- AAAAAAAAAAAAAAAAAAA!!! - krzyki Aleksandry było słychać w całym zamku.
Scott, Eingard i Lotres pobiegli na górę sprawdzić co się stało pokojówce. Gdy dotarli na
górę...
- So - so - Sophie! Nie ma jej! - lamentowała Alexandra.
- Czemu krzyczysz, kobieto - wrzasnął elf. - Może jest w toalecie. W tym czasie pokojówka
wskazała krople krwi na podłodze i kawałki sznura, którym Sophie została unieruchomiona.
- O nie... - Scott wpatrywał się ze strachem na krople krwi.
- Myślisz, że to mogły być wilkołaki? - spytał elf.
- Nie... wilkołaki nie dostałyby się tutaj niezauważone. To musiał być...
- George!!! - wrzasnął Scott.
- A kto to taki? - spytał Eingard.
* * *
- George Thomson. Kopę lat gnido - wykrztusił Chris, zakrywając ręką nos i usta.

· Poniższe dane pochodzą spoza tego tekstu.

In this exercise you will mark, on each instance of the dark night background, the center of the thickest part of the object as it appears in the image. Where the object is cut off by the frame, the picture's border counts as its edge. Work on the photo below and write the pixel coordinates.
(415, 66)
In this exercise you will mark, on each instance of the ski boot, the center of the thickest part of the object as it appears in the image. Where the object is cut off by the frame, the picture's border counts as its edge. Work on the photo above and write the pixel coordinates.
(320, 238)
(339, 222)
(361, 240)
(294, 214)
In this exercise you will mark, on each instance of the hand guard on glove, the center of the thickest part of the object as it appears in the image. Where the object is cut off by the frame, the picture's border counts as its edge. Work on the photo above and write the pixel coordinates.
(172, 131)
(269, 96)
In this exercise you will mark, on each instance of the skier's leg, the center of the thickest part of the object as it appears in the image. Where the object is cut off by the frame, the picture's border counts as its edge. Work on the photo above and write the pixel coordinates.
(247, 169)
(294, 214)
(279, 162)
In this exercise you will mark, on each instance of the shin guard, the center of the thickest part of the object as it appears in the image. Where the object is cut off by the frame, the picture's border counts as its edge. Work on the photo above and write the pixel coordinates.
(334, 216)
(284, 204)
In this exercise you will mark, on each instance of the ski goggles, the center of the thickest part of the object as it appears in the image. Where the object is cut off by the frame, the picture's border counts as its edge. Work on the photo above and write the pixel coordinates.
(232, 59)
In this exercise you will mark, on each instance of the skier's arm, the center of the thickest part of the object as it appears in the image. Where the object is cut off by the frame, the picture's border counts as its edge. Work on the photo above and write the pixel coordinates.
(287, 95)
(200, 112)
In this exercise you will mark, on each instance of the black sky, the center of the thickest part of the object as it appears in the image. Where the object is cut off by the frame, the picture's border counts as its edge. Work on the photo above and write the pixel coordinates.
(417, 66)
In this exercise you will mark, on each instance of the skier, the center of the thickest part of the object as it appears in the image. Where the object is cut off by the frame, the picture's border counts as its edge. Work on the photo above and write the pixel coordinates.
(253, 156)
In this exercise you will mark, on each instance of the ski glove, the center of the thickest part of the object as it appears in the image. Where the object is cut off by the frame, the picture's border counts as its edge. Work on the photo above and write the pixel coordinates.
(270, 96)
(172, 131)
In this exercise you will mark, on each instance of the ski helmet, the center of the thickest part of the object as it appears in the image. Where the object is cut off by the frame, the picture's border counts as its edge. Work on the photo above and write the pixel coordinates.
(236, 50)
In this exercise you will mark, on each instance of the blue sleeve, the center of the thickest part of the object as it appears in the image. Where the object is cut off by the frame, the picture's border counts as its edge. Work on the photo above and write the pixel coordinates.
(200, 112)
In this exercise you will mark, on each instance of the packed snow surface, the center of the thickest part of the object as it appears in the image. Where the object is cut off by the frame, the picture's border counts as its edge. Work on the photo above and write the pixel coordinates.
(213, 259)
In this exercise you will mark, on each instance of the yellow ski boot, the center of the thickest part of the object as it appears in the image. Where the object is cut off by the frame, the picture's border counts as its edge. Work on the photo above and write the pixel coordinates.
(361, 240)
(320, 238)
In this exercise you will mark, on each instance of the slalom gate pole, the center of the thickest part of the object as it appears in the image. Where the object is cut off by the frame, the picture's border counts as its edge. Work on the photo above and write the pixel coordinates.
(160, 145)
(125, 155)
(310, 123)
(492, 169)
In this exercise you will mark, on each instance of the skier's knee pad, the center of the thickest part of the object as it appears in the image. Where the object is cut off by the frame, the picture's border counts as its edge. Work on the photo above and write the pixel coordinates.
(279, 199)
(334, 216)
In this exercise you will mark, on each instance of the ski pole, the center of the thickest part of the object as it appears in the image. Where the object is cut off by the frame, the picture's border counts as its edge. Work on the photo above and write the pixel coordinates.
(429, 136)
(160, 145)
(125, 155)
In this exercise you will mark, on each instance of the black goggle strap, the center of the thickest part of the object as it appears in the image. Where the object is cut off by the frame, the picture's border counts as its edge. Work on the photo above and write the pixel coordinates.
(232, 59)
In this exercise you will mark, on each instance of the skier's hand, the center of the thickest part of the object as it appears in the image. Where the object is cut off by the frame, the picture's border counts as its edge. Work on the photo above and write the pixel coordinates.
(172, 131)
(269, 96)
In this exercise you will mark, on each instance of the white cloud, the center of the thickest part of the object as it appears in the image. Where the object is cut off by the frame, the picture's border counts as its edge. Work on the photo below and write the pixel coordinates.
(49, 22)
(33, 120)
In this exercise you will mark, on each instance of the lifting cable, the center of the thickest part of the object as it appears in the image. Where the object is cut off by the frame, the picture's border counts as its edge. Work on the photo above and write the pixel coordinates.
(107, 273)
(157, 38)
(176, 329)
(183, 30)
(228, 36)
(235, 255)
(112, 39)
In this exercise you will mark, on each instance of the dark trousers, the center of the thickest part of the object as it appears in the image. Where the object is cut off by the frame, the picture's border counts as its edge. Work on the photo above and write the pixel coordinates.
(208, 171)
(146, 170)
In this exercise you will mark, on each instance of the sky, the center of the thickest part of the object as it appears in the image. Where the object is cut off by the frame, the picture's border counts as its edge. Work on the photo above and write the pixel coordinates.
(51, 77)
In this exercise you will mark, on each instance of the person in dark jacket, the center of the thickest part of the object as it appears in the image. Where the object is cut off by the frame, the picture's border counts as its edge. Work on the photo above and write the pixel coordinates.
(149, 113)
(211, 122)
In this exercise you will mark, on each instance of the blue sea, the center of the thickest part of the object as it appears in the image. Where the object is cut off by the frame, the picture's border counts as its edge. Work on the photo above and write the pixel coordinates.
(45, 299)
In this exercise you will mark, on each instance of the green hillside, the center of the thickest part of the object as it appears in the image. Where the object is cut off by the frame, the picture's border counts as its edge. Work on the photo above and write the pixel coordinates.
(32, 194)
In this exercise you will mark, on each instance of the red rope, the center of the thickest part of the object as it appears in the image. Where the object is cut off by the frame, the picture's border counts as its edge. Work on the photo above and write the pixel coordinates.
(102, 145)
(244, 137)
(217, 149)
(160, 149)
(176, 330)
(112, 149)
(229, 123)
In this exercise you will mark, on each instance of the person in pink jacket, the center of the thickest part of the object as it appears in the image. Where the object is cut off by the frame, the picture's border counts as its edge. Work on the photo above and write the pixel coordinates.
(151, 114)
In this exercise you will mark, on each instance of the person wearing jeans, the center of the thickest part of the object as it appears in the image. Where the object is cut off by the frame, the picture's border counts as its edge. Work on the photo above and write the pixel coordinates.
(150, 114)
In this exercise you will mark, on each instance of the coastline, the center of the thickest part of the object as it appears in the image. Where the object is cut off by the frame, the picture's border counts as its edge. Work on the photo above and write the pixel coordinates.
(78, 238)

- Dobrze ci radzę śmieciu, bądź uprzejmy, a twoja marna człeczynka nie umrze... w
cierpieniach - tu zaśmiał się złowieszczo.
Chris nie wytrzymał, jego oczy zapłonęły czerwienią. Rzucił się na rywala i wbił palce w
jego krtań. Ten zaś w ostatniej chwili kopnął go nogą w brzuch.
- TY ŚCIERWO!!! NIE PODCHODŹ DO MNIE!!! - wrzasnął George. - NIE WAŻ SIĘ
MNIE DOTYKAĆ SWOIMI PLUGAWYMI ŁAPSKAMI!
Tymczasem Riskal otworzył oczy. Nie mógł wyswobodzić się z łańcuchów. Ze strachem
spojrzał na zmasakrowaną Sophie.
- O proszę... Nasz aniołek się obudził. - George podszedł do Riskala i szybkim ruchem ręki
wyrwał mu prawe białe jak śnieg skrzydło poplamione teraz krwią. Riskal wrzasnął z bólu.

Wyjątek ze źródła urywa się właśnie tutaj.